Tra le varie regole che ci siamo auto imposti di seguire per poter essere socialmente accettati c’è il fare qualcosa ad agosto, ribaltare i propri ritmi e stili di vita. Io non amo agosto. Io amo avere il mio ritmo sicuro e rassicurante che ho durante il resto dell’anno. Ad agosto hai tanto tempo per riflettere e pensare. E quel pensare diventa spesso rimugginare su cose che nel tran tran della vita di sempre a cui non dedicheresti un solo secondo. Ma è così. Lasciare la città, ritrovarsi tutti nello stesso luogo di mare o villeggiatura pretendendo di essere qualcosa di diverso per quei giorni.

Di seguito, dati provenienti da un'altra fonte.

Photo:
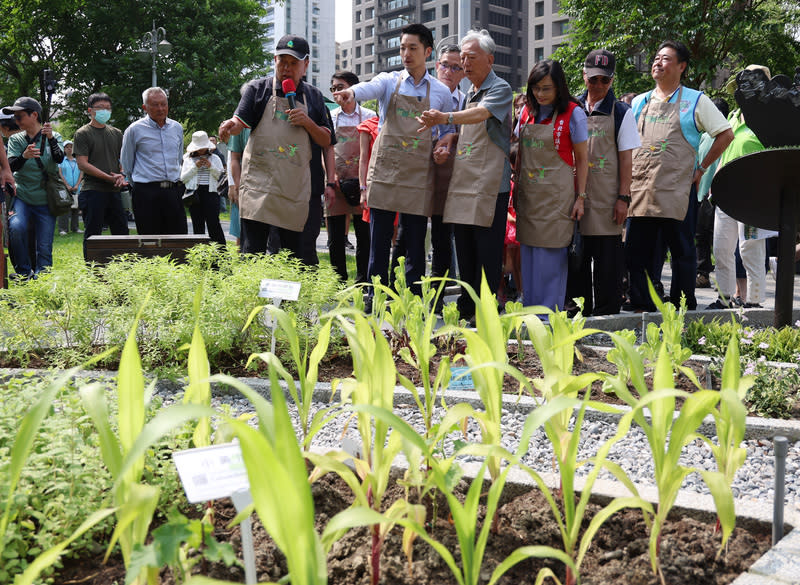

Io sono arrivata ad agosto stanca, sfibrata, da un anno che è stato intenso ma mi ha cambiato per un’ennesima volta. C’è poi questa malinconia pavesiana nell’aria che rende il respiro ancora più pesante, come se questo caldo non bastasse a complicare ulteriormente tutto. Ieri sera mi ha scritto un ragazzo che la tenerezza è importante. Così. Non c’è stata spiegazione. Ultimamente gli uomini che attraversano la mia vita non si degnano di dare spiegazioni, evidentemente pensano che noi donne grazie al nostro intuito femminile possiamo leggere nella mente. Poveri sciocchi. Ebbene in questo agosto per me insopportabile provo ad essere gentile, a provare a capire gli altri, ad essere tenera. Inutilmente. Sembra anzi che io sbagli in tutto. E che venga costantemente respinta. Qualsiasi azione uguale sbaglio. Perfetto.

Odio andare al mare eppure ci andrò. Spero di ricompormi un attimo per poi ributtarmi in quello che sarà politica, lavoro, un master da ottobre e viaggi per lavoro e non. Ma questa malinconia resta. Come i pensieri e i dubbi che non vogliono lasciaremi stare. Chissà quanti di voi che mi leggono hanno questi dubbi o ansie eppure siete bravi perché li mascherate molto bene. Io no, io non ho voglia, mi mostro come sono. Mi comporto a volte con controllo, a volte seguendo l’istinto.

La brezza marina da domani mi porterà sollievo e risposte? Oppure dovrò aspettare il vento deciso di inizio autunno per poter di nuovo respirare? Questa malinconia agostana tornerà a rinchiudersi dentro le pagine di un romanzo di Pavese oppure dovrò portarmela come un fardello per settimane ancora?